Back then, I didn’t understand why I loved playing with little rubber pucks or watching others do so (not that I really cared to question it at such an age) but, in learning the history of my father’s family, everything began to make sense. Now, my grandfather, Harold Koch, was a baseball fan – nothing would ever replace his love for that game. But another sport was held in his heart almost as highly and that sport was hockey. So prominent was his love for hockey that, in their hometown of Gibraltar, Michigan, the city named the local rink after him. And rightly so, considering he not only coached the players -of all ages- but built and maintained the rink as well! The rink has now been replaced with a police station, but the memory still lives strong in those who knew and loved him.
This love of hockey was also shared with his wife -my grandmother- and his kids. My father, although never playing for any professional teams, enjoyed playing with the local ones and just being a part of the sport in general. My aunt… she was another story. Not only did she play and play well (in the position of goalie), but she earned the right to call herself a hockey player after she became the first female professional hockey player when she signed a contract with the Marquette Iron Rangers for the 1969-70 season (part of the USHL, a senior hockey league at the time, now a top junior league). (There’s a lot more to my aunt’s hockey story, but on a personal family level we’ll leave it at that.) Sure, it wasn’t the NHL -which is apparently all people can think about when you say someone plays hockey professionally-, but most people seem to forget the atmosphere surrounding hockey back then.

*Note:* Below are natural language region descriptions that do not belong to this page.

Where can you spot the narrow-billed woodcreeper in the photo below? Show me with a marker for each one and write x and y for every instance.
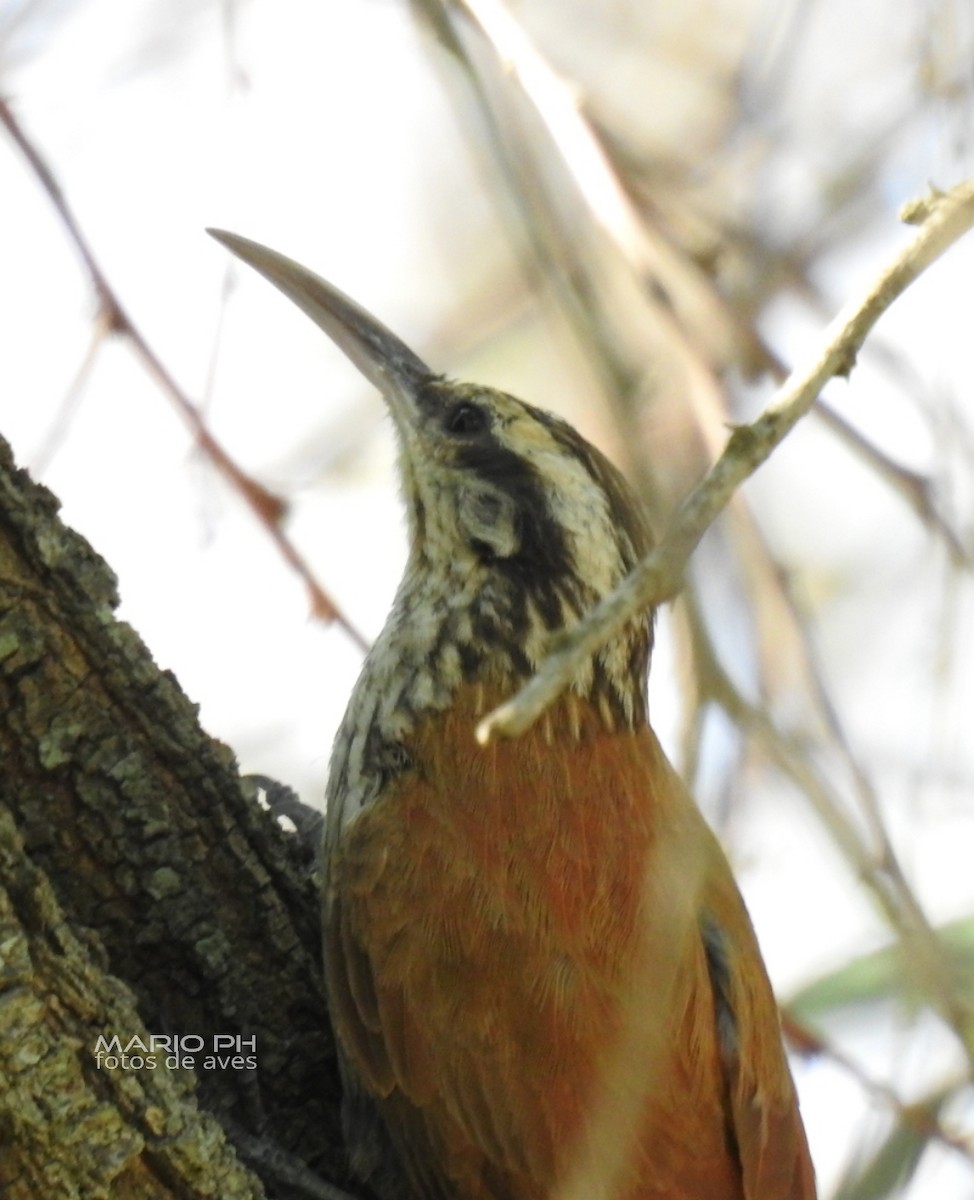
(542, 978)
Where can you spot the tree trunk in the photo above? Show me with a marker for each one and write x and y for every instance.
(143, 897)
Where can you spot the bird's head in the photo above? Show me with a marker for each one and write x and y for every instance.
(512, 514)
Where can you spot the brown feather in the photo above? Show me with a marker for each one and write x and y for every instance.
(516, 936)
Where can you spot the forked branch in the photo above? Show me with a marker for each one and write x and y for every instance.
(943, 217)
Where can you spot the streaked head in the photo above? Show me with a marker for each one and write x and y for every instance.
(498, 492)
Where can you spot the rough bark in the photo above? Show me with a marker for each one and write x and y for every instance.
(140, 893)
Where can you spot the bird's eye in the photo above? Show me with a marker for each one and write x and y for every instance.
(466, 418)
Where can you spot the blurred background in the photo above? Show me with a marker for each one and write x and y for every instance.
(638, 215)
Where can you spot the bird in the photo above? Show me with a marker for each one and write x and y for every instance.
(541, 975)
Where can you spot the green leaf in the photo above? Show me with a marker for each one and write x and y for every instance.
(883, 975)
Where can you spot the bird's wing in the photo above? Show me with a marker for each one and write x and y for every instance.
(763, 1107)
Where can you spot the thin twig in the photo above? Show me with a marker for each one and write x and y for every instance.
(945, 219)
(917, 1116)
(269, 508)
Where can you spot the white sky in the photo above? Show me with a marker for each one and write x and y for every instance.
(325, 156)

Abby Hoffman, who -at 9 years old- had already played most of a season by disguising herself as a boy but was then disallowed to play when they found out she was a girl, was the first to challenge the “boys only” policy in 1956 but was shot down by the Ontario Supreme Court. Women just did not play hockey “professionally” back then. People can bring up Manon Rhéaume all they like, but she was only the first woman to sign with the NHL (in 1992, 23 years after my aunt signed her contract) and not actually the first woman to play hockey professionally in a “men only” league (women’s “associations” have existed since 1922 but there weren’t any professional leagues until the early 1990’s). Of course, my aunt is almost completely forgotten by history (and she would quite prefer that actually), but her hockey legacy within my hockey heritage is quite important to me.

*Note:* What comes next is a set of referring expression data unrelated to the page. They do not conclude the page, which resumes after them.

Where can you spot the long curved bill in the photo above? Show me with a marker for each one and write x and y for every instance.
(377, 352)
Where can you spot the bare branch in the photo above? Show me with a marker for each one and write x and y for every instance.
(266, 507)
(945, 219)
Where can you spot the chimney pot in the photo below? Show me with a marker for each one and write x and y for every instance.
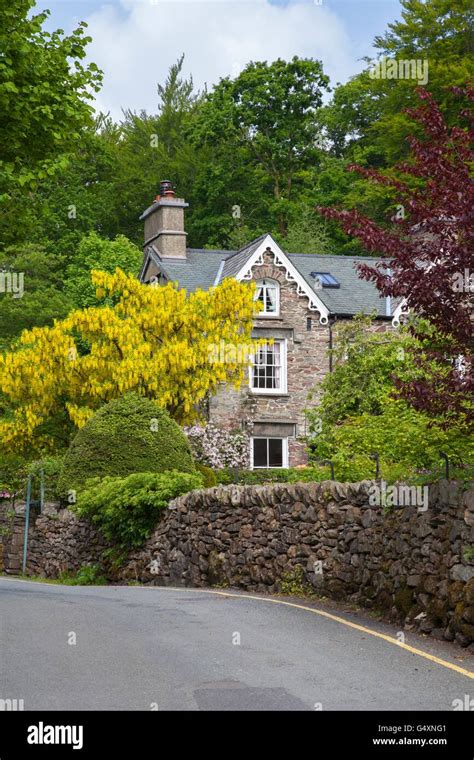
(164, 223)
(166, 189)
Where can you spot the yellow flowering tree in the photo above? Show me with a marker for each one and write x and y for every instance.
(157, 341)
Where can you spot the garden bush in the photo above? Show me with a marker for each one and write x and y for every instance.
(126, 510)
(218, 448)
(263, 477)
(51, 467)
(208, 475)
(130, 434)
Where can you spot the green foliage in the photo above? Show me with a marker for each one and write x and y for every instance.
(306, 233)
(51, 467)
(13, 471)
(365, 120)
(126, 510)
(268, 112)
(262, 476)
(128, 435)
(293, 583)
(359, 413)
(44, 89)
(43, 299)
(97, 253)
(208, 474)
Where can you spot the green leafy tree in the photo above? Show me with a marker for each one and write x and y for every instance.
(46, 91)
(40, 299)
(270, 111)
(359, 412)
(366, 120)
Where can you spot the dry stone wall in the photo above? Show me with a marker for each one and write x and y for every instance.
(417, 567)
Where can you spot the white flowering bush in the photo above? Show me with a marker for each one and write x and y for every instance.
(218, 448)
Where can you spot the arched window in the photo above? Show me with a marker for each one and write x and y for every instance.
(268, 293)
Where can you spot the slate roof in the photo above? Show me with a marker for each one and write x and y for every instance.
(203, 267)
(355, 295)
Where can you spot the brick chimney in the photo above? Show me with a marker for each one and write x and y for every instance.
(164, 223)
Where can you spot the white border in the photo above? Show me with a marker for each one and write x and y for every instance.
(284, 367)
(291, 274)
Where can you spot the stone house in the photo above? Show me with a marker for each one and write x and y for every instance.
(304, 298)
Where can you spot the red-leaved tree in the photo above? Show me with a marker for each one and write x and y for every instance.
(431, 253)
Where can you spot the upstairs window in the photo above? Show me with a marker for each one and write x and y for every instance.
(268, 371)
(269, 452)
(268, 293)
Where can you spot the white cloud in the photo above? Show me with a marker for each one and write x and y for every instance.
(136, 41)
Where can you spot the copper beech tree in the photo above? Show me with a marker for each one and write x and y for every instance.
(427, 255)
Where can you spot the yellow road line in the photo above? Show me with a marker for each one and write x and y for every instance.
(337, 619)
(321, 613)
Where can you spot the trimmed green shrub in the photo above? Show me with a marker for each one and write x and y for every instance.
(262, 477)
(208, 474)
(130, 434)
(51, 466)
(126, 510)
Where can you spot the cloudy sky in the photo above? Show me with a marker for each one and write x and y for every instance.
(135, 41)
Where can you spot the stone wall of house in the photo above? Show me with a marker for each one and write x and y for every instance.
(417, 567)
(307, 342)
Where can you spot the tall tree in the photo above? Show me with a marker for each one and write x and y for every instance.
(430, 250)
(270, 110)
(45, 94)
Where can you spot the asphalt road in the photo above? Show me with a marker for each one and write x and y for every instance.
(143, 648)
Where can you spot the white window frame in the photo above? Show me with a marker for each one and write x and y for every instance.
(262, 283)
(284, 450)
(283, 372)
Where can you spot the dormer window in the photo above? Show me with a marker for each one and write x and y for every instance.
(325, 280)
(268, 293)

This all happened before I was born of course, but apparently it carried over into my system and I can still remember sitting in the garage with my dad when the Red Wings won the Stanley Cup in 1996-97. It is one of my fondest memories, one I got to repeat the very next year. I am completely jealous of my mother, though, because she worked at the airport the Wings flew in/out of and she was one of the first Detroiters to have the honor of touching Lord Stanley’s Cup upon its return to Hockeytown. So jealous! 😛 But, why the Red Wings? That’s easy = I’m a hometown kind of girl; I grew up just outside of Hockeytown – I grew up watching the Red Wings. And, as I was growing up, many a player stuck with Detroit and helped make Hockeytown what it is today. I might have only been a young teen, but watching the Wings come together and win the Stanley Cup, not once, but twice in a row made me proud to be from Michigan. That feeling was something I didn’t understand then, but I do now and I will forever return the favor by making all those who play on the Red Wings team proud to have done so. The Wings recently put in a lot of effort to say thank you to the fans for supporting them through the shortened season this year and the only thing I can say is thank you right back.

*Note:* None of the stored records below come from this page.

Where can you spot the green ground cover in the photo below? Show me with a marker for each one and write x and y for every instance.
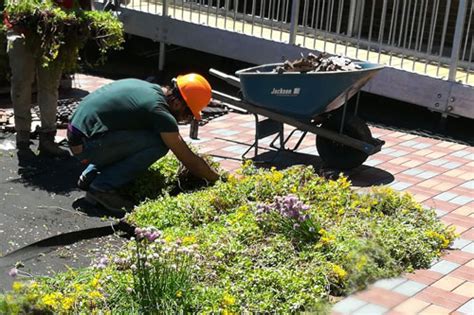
(283, 241)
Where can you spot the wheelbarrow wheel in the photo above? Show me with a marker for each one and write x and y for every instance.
(340, 156)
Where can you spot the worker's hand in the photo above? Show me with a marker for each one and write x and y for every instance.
(195, 164)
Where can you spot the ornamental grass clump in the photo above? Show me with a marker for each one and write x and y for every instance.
(162, 275)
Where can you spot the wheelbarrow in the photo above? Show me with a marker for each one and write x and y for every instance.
(314, 102)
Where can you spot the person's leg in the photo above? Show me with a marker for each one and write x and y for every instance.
(48, 85)
(121, 173)
(22, 64)
(120, 156)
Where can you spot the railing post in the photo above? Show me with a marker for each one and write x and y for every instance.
(352, 13)
(161, 60)
(295, 14)
(457, 40)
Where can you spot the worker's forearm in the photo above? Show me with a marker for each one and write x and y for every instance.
(201, 169)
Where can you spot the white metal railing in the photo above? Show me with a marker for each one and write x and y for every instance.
(433, 37)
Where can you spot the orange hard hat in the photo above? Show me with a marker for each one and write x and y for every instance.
(196, 92)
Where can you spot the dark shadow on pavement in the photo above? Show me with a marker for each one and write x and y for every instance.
(82, 205)
(54, 175)
(362, 176)
(72, 93)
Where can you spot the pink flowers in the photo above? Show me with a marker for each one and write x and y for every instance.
(151, 234)
(13, 272)
(288, 215)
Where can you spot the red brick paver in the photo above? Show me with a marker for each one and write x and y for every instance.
(444, 293)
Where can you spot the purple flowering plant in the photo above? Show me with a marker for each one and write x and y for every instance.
(289, 215)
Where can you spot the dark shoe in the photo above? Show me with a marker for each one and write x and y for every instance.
(26, 157)
(110, 200)
(86, 179)
(48, 147)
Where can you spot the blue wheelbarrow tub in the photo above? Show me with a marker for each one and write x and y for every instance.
(302, 95)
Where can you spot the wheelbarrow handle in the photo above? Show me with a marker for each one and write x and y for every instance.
(232, 80)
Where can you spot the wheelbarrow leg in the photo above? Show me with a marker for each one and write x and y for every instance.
(344, 109)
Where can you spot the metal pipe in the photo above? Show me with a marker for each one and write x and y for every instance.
(461, 17)
(352, 13)
(161, 58)
(294, 21)
(443, 36)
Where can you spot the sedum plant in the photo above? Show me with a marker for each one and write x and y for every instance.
(274, 241)
(57, 35)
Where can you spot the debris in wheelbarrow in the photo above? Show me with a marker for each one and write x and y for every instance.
(320, 63)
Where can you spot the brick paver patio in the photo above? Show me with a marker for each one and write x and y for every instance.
(440, 174)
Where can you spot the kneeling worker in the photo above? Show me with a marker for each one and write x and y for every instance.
(119, 130)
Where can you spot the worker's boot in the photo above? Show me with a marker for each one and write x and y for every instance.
(23, 146)
(48, 147)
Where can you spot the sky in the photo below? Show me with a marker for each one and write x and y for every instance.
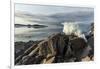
(28, 13)
(42, 9)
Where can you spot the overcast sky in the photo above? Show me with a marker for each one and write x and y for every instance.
(43, 9)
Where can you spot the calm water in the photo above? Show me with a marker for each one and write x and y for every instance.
(26, 34)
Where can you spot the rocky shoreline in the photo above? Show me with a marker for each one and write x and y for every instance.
(58, 48)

So yeah, needless to say, I love hockey and I have good reason too. I might not be one of those people who knows all the stats and every single rule change, but that’s not what’s important to me. I watch just for the love of the game, for the pride I have in being a fan and a part of its history. I will never stop being a fan of hockey; even if it’s just kids playing for fun on a frozen lake in the middle of winter. I never got to play with my grandfather but, in learning about his hockey history, he taught me not to love the stats or the trophies but the game itself. We love and miss you grandpa, and we’ll be sure to carry on the hockey tradition with our family’s newest generation.